Meditação do 22º Domingo do Tempo Comum

September 2, 2018

       Neste domingo retomamos a leitura do Evangelho segundo São Marcos.

       A passagem de hoje é como uma fronteira. Com efeito encontra-se entre duas multiplicações dos pães. E imediatamente depois do nosso texto, Jesus irá sair das fronteiras de Israel e dirigir-se-á para uma terra pagã, uma terra “impura” e é exactamente para estes, para os pagãos, que tem lugar a segunda multiplicação dos pães.
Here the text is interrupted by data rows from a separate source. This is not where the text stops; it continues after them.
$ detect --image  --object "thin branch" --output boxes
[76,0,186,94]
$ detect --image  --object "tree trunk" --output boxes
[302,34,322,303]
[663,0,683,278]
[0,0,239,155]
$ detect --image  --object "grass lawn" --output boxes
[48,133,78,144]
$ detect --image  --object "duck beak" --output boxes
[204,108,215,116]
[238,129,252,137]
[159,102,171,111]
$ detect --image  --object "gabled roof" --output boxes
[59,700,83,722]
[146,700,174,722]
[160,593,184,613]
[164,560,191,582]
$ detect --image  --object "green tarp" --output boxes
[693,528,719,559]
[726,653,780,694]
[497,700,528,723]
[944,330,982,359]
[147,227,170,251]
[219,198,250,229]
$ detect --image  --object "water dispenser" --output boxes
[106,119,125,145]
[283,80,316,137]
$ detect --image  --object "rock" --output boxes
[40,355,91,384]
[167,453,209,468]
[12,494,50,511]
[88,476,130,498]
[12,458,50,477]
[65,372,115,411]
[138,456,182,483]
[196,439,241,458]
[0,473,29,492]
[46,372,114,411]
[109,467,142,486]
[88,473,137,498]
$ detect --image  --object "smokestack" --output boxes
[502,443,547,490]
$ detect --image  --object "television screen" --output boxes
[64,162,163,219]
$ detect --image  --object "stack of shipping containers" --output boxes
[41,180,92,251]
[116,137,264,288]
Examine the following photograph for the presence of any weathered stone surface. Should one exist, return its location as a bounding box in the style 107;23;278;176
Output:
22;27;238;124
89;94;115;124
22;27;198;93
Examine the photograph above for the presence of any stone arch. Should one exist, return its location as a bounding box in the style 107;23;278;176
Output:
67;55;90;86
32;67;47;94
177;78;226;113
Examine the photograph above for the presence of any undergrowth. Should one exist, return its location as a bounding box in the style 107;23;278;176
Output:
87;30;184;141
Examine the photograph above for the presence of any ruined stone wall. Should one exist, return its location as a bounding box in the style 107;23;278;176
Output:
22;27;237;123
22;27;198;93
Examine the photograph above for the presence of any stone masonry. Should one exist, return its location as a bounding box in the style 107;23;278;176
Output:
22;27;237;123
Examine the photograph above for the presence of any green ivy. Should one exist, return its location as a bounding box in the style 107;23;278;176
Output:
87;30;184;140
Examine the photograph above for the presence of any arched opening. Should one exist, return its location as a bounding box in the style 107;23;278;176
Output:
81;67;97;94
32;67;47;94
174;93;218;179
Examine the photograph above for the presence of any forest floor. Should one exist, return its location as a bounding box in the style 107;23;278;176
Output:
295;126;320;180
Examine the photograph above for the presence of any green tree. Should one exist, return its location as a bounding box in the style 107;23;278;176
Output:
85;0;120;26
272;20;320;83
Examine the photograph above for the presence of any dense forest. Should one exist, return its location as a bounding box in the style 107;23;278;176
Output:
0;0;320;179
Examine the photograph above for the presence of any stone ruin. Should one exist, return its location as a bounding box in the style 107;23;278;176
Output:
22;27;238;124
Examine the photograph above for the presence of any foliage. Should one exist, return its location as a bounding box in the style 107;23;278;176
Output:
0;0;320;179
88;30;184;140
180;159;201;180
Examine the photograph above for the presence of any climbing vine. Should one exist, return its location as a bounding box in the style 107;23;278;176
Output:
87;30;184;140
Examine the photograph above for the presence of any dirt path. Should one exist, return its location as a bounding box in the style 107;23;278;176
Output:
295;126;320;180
       O texto evangélico de hoje parece preparar-nos para esta passagem. E fá-lo dirigindo-nos uma pergunta: Quem é impuro? O que nos afasta de Deus?  Esta ocasião apresenta-se a Jesus através de uma pergunta posta pelos fariseus e pelos escribas. Estes vêm de Jerusalém, ou seja, do lugar santo por excelência. Estes homens, guardiães da tradição e da Lei, estão escandalizados diante da pouca observância das prescrições rituais por parte dos discípulos de Jesus. Por isso, eles exigem uma explicação deste comportamento. (Marcos 7,5).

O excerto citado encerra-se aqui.